The Burton Pike residence, constructed prior to the American Civil War, is located along Burton Pike in Scott County, Kentucky. The four bay-wide house features pegged windows, a Greek Revival era porch, built-in bookcases, recessed windows and separate staircases to unconnected second-story rooms.
Early settlers along Burton Pike included Clifton and Sarah Wallter Rodes, Waller Rodes and Joseph and Rodes Burch, who had moved from Albermarle County, Virginia in 1788.1 The Waller Rodes residence and farm were sold to Jesse Hambrick at a later date. Hambrick, along with Joseph B. Kenney, purchased much of the land between Long Lick and Burton Pike with Kenney occupying the residence.

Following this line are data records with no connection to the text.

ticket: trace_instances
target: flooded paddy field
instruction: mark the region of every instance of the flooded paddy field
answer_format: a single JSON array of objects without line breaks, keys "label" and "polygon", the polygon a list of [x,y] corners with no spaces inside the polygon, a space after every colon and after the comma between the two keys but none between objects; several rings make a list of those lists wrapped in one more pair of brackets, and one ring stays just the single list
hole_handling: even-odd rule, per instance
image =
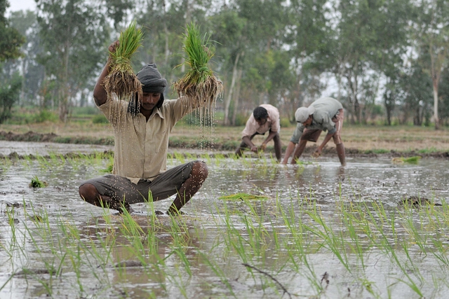
[{"label": "flooded paddy field", "polygon": [[[304,157],[286,167],[204,153],[209,176],[186,215],[172,217],[155,216],[170,200],[123,216],[83,202],[79,183],[112,160],[98,153],[0,160],[0,298],[443,298],[449,291],[446,160],[350,158],[342,167],[336,157]],[[196,158],[170,153],[168,167]],[[34,177],[47,186],[31,188]],[[265,198],[221,198],[238,193]]]}]

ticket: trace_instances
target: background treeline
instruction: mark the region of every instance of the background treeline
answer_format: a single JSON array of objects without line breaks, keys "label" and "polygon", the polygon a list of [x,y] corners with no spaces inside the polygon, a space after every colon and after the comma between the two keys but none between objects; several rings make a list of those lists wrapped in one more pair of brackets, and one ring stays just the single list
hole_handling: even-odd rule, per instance
[{"label": "background treeline", "polygon": [[262,103],[294,123],[320,96],[340,100],[351,123],[449,120],[449,0],[36,2],[6,18],[0,0],[0,122],[15,107],[67,121],[73,107],[93,106],[107,46],[131,20],[145,31],[135,70],[156,62],[169,82],[185,72],[176,67],[187,24],[217,41],[224,125],[242,125]]}]

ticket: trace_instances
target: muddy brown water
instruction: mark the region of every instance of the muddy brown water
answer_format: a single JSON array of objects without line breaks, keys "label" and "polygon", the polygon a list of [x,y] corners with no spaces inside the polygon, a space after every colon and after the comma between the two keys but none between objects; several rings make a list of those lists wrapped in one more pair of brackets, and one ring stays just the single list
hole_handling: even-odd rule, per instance
[{"label": "muddy brown water", "polygon": [[[23,151],[25,154],[34,155],[45,155],[49,148],[51,151],[60,150],[60,153],[105,150],[95,146],[70,145],[69,148],[65,146],[60,149],[53,147],[53,144],[46,147],[42,144],[14,144],[18,153]],[[10,145],[12,146],[12,144]],[[102,175],[107,162],[51,160],[46,165],[37,160],[20,160],[4,161],[0,165],[0,298],[40,298],[48,294],[54,298],[288,298],[288,294],[283,293],[279,285],[267,275],[257,271],[249,272],[242,265],[250,262],[277,279],[294,297],[388,298],[389,292],[391,298],[417,298],[420,295],[403,282],[407,281],[406,275],[380,249],[371,247],[366,254],[366,265],[362,272],[368,282],[355,279],[332,252],[319,249],[311,252],[307,255],[308,263],[313,269],[311,274],[316,276],[315,281],[322,286],[325,284],[321,279],[324,273],[330,281],[320,291],[310,282],[308,274],[304,274],[306,271],[298,271],[292,265],[287,249],[276,248],[276,242],[261,244],[259,249],[248,247],[248,252],[255,253],[250,255],[250,260],[246,260],[248,257],[241,253],[225,250],[225,238],[221,236],[226,235],[228,228],[225,221],[217,219],[222,217],[224,209],[250,214],[251,207],[239,201],[224,203],[218,197],[239,192],[267,195],[269,200],[255,202],[252,207],[257,213],[265,215],[264,224],[269,228],[269,233],[276,230],[279,237],[288,235],[288,232],[282,219],[272,217],[272,212],[279,205],[286,210],[296,211],[297,217],[309,221],[299,214],[298,202],[304,198],[314,198],[326,219],[335,217],[338,198],[347,202],[380,202],[387,210],[391,211],[398,208],[398,203],[405,196],[422,196],[438,203],[445,202],[449,198],[449,162],[444,160],[422,159],[413,165],[394,164],[389,158],[348,158],[347,166],[342,167],[336,157],[321,157],[317,160],[304,157],[302,165],[287,167],[267,159],[210,159],[206,160],[209,176],[191,202],[183,208],[187,214],[183,216],[187,230],[196,236],[187,238],[182,247],[185,258],[190,263],[190,274],[182,270],[180,258],[173,254],[173,236],[163,231],[156,237],[158,254],[165,258],[164,270],[140,266],[128,246],[119,241],[110,247],[100,246],[98,249],[100,255],[111,255],[106,265],[91,252],[83,252],[83,257],[79,261],[55,261],[52,257],[62,256],[64,246],[56,246],[58,252],[55,253],[52,252],[54,247],[49,245],[48,239],[30,239],[26,233],[27,228],[34,227],[36,222],[30,215],[43,213],[48,217],[48,225],[55,230],[58,230],[61,219],[66,221],[78,230],[80,242],[98,244],[102,236],[107,235],[102,229],[107,230],[109,225],[119,228],[121,218],[112,216],[112,225],[102,221],[104,211],[83,202],[79,198],[77,188],[81,181]],[[169,159],[168,167],[182,162],[185,161]],[[34,176],[47,182],[48,186],[29,188],[30,180]],[[29,215],[25,214],[24,204]],[[154,209],[166,211],[170,204],[169,200],[156,202]],[[16,211],[14,225],[11,225],[8,218],[11,214],[6,212],[13,207]],[[138,204],[133,208],[133,216],[138,223],[142,228],[148,227],[148,206]],[[169,217],[162,216],[159,218],[163,225],[170,227]],[[417,215],[415,221],[419,226]],[[446,236],[442,243],[446,249],[449,245],[447,225],[442,225],[444,231],[441,232]],[[236,221],[234,228],[241,231],[243,239],[249,237],[248,228],[241,221]],[[195,235],[193,232],[196,230],[200,230],[201,233]],[[399,227],[398,230],[401,231]],[[21,235],[18,231],[25,233]],[[118,235],[119,240],[120,234]],[[95,235],[93,239],[93,235]],[[55,235],[52,237],[57,240],[64,239],[63,235],[60,238]],[[8,247],[14,238],[22,244],[19,249]],[[280,244],[283,246],[283,243]],[[95,247],[87,247],[91,246]],[[418,249],[412,246],[410,253],[416,256],[414,266],[419,268],[422,277],[415,279],[417,284],[426,298],[445,298],[449,291],[448,284],[444,282],[447,280],[446,265],[442,267],[435,258],[424,257]],[[215,267],[206,263],[199,252],[206,254]],[[399,249],[398,252],[405,259],[404,252]],[[152,257],[149,259],[152,260]],[[127,260],[130,264],[126,270],[121,267],[122,270],[118,271],[114,267],[119,263],[126,265]],[[356,263],[354,260],[351,263]],[[43,265],[49,261],[54,263],[55,267],[62,265],[59,275],[51,275],[46,270],[48,267]],[[79,265],[78,270],[74,270],[74,264]],[[31,272],[24,274],[23,269]],[[413,267],[410,269],[408,271],[411,274]],[[377,295],[367,291],[368,285],[376,290]]]}]

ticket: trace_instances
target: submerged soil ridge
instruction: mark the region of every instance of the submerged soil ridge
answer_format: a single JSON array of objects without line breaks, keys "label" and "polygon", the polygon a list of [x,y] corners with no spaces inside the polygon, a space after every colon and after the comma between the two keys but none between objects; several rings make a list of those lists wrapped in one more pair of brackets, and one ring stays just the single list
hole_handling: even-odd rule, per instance
[{"label": "submerged soil ridge", "polygon": [[[114,145],[114,139],[112,137],[103,137],[103,138],[95,138],[95,137],[62,137],[55,133],[38,133],[33,131],[29,131],[24,134],[16,134],[12,132],[0,131],[0,140],[8,141],[28,141],[28,142],[53,142],[57,144],[95,144],[95,145],[105,145],[112,146]],[[220,153],[221,155],[226,156],[232,155],[234,150],[238,144],[240,143],[240,140],[236,140],[235,142],[229,142],[229,141],[220,142],[211,142],[206,141],[199,143],[196,140],[193,140],[192,142],[186,142],[185,141],[181,141],[176,138],[173,138],[173,140],[170,140],[169,147],[171,148],[179,148],[180,150],[185,151],[189,154],[197,154],[199,157],[201,154],[205,153],[208,153],[210,156],[214,155],[214,152],[217,151],[229,151],[229,153]],[[286,146],[283,146],[283,151],[285,152]],[[312,144],[311,146],[306,147],[304,150],[304,155],[311,154],[316,148],[316,145]],[[272,146],[269,146],[266,151],[266,153],[270,152],[272,150]],[[105,153],[107,155],[111,153]],[[113,154],[113,153],[112,153]],[[67,158],[73,158],[74,155],[77,155],[73,153],[68,153],[67,154]],[[327,146],[323,150],[323,155],[337,155],[335,148],[331,142],[327,145]],[[30,155],[32,157],[30,157]],[[359,149],[357,148],[346,148],[346,155],[348,157],[413,157],[420,156],[422,158],[433,158],[441,159],[449,159],[449,149],[447,151],[418,151],[418,150],[408,150],[404,151],[399,151],[396,150],[366,150]],[[15,152],[11,153],[9,155],[0,154],[0,158],[15,158],[21,159],[25,158],[32,158],[32,155],[20,155]]]}]

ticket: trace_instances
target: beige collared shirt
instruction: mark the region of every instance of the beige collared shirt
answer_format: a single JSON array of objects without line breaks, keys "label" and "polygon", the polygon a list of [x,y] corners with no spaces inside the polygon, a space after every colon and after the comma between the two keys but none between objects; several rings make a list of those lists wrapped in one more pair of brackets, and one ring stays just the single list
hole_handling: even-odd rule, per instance
[{"label": "beige collared shirt", "polygon": [[154,108],[148,121],[142,113],[133,117],[128,113],[125,101],[108,101],[99,106],[114,129],[112,173],[137,184],[141,179],[153,181],[165,172],[170,132],[194,108],[187,101],[166,99],[162,107]]},{"label": "beige collared shirt", "polygon": [[249,119],[246,122],[246,126],[241,132],[242,138],[248,136],[250,137],[254,134],[264,134],[265,132],[272,130],[272,132],[279,132],[281,125],[279,123],[279,111],[275,106],[269,104],[262,104],[260,107],[264,107],[268,112],[268,118],[267,122],[262,125],[259,125],[255,119],[254,114],[251,113]]}]

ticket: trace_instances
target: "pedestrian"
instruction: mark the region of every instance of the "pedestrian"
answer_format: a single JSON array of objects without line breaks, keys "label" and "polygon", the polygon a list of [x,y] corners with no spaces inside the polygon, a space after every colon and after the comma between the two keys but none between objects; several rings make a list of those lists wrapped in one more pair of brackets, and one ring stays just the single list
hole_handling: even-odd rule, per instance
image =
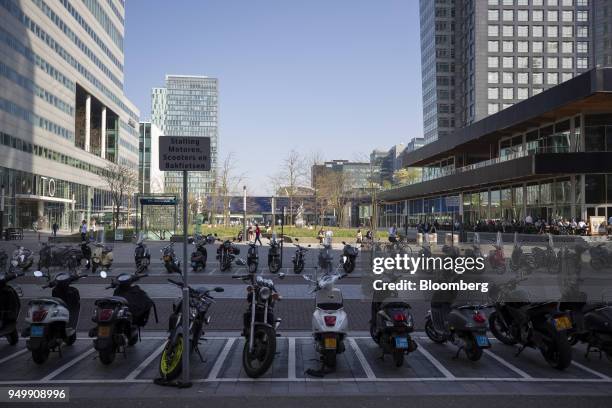
[{"label": "pedestrian", "polygon": [[253,241],[253,243],[256,244],[259,242],[259,246],[263,246],[260,236],[261,230],[259,229],[259,224],[255,224],[255,241]]},{"label": "pedestrian", "polygon": [[87,221],[81,222],[81,241],[87,241]]}]

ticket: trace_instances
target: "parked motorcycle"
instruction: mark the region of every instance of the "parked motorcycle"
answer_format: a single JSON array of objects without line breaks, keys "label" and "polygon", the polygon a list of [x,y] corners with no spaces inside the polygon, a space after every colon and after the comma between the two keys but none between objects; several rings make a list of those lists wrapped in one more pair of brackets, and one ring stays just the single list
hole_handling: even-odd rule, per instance
[{"label": "parked motorcycle", "polygon": [[11,346],[19,341],[17,317],[19,317],[19,310],[21,309],[19,297],[23,293],[21,288],[8,283],[19,276],[23,276],[22,271],[16,270],[5,273],[4,268],[0,270],[0,337],[6,337]]},{"label": "parked motorcycle", "polygon": [[[96,309],[92,321],[96,327],[89,331],[89,337],[96,337],[94,348],[102,364],[108,365],[115,360],[117,353],[125,356],[127,346],[133,346],[140,340],[140,329],[146,326],[149,314],[153,309],[157,322],[155,303],[138,285],[144,273],[145,266],[134,274],[122,273],[114,277],[106,289],[114,289],[113,296],[95,301]],[[100,272],[102,278],[108,275]]]},{"label": "parked motorcycle", "polygon": [[34,263],[34,253],[20,245],[15,245],[15,250],[11,256],[9,272],[16,273],[17,271],[25,272]]},{"label": "parked motorcycle", "polygon": [[298,274],[298,273],[302,273],[302,271],[304,270],[304,265],[305,265],[305,257],[306,257],[306,252],[308,252],[308,248],[310,248],[310,245],[308,245],[308,248],[303,247],[299,244],[299,240],[298,238],[295,239],[295,255],[293,255],[293,258],[291,258],[291,262],[293,263],[293,272]]},{"label": "parked motorcycle", "polygon": [[[244,260],[236,261],[245,265]],[[279,273],[283,279],[285,275]],[[281,319],[274,315],[274,306],[281,299],[271,279],[249,273],[233,276],[248,283],[248,307],[243,316],[242,335],[245,343],[242,351],[242,366],[251,378],[261,377],[272,365],[276,354],[276,329]]]},{"label": "parked motorcycle", "polygon": [[315,350],[320,356],[320,370],[308,370],[310,375],[322,376],[336,368],[336,356],[344,353],[344,340],[348,334],[348,316],[344,311],[342,291],[335,283],[346,273],[337,269],[331,274],[321,274],[314,278],[304,275],[304,279],[314,284],[310,293],[315,293],[315,310],[312,314],[312,336]]},{"label": "parked motorcycle", "polygon": [[62,343],[70,346],[76,341],[81,296],[79,290],[71,285],[87,275],[60,272],[51,278],[48,273],[35,271],[34,276],[46,277],[47,284],[43,289],[52,288],[53,291],[51,297],[28,302],[25,321],[29,326],[22,335],[29,337],[26,346],[32,352],[34,362],[43,364],[51,351],[58,351],[61,356]]},{"label": "parked motorcycle", "polygon": [[[401,277],[387,273],[385,278],[395,282]],[[410,309],[410,304],[398,298],[397,291],[374,291],[372,294],[370,336],[382,349],[381,359],[390,354],[396,367],[404,364],[406,354],[417,349],[417,343],[410,336],[414,330]]]},{"label": "parked motorcycle", "polygon": [[221,271],[227,271],[231,269],[236,255],[240,254],[240,248],[238,248],[232,241],[226,239],[221,242],[219,248],[217,248],[217,259],[219,260],[219,268]]},{"label": "parked motorcycle", "polygon": [[525,279],[512,279],[489,289],[494,300],[494,311],[489,315],[491,333],[504,344],[520,344],[517,356],[527,347],[536,348],[549,365],[564,370],[572,361],[570,316],[559,310],[558,302],[529,302],[527,293],[516,289]]},{"label": "parked motorcycle", "polygon": [[151,264],[151,252],[147,245],[144,243],[144,238],[140,237],[136,242],[136,248],[134,248],[134,263],[136,269],[146,270]]},{"label": "parked motorcycle", "polygon": [[259,267],[259,251],[254,242],[249,242],[247,250],[247,269],[250,273],[256,273]]},{"label": "parked motorcycle", "polygon": [[268,268],[271,273],[277,273],[281,268],[281,247],[280,243],[273,236],[270,240],[270,249],[268,250]]},{"label": "parked motorcycle", "polygon": [[205,239],[198,239],[193,240],[192,243],[195,246],[195,250],[191,253],[191,268],[194,272],[203,271],[208,260],[207,241]]},{"label": "parked motorcycle", "polygon": [[[172,279],[168,282],[183,288],[183,283]],[[204,358],[200,353],[200,339],[204,335],[204,325],[210,323],[208,309],[214,303],[214,298],[210,292],[223,292],[223,288],[216,287],[208,289],[205,287],[194,288],[189,286],[189,333],[191,338],[189,352],[196,352],[200,361]],[[179,297],[172,304],[172,314],[168,321],[168,340],[164,351],[159,359],[159,374],[164,381],[171,381],[181,374],[183,366],[183,298]]]},{"label": "parked motorcycle", "polygon": [[161,260],[168,273],[181,273],[181,261],[177,259],[174,252],[174,242],[166,245],[159,252],[162,253]]},{"label": "parked motorcycle", "polygon": [[344,248],[342,249],[342,259],[344,262],[342,263],[342,268],[344,268],[344,272],[351,273],[355,270],[357,255],[359,255],[359,249],[352,245],[347,244],[342,241]]}]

Kenney was born in neighboring Bourbon County in 1806 and moved to Scott County after he married Lavinia Lander in 1827.1 He purchased 348 acres at $18 per acre from Henry Inlow in 1829, which included a roadway between the William Rodes and John Cartinhour houses. Kenney then acquired additional acreage from the estates of William Rodes, Rodes-Burch, Joseph Burch, from William Dickey, the heirs of Joseph McCalla, the Hambricks, Samuel Thomason, J.L. Thornberry and Charles Parks, eventually totaling 1,400 acres.
Kenney moved to Georgetown in 1858 to join the Presbyterian Church’s movement to establish a female seminary.1 He became a Farmers Bank director, president of the Lexington-Covington Turnpike Company and served various political offices.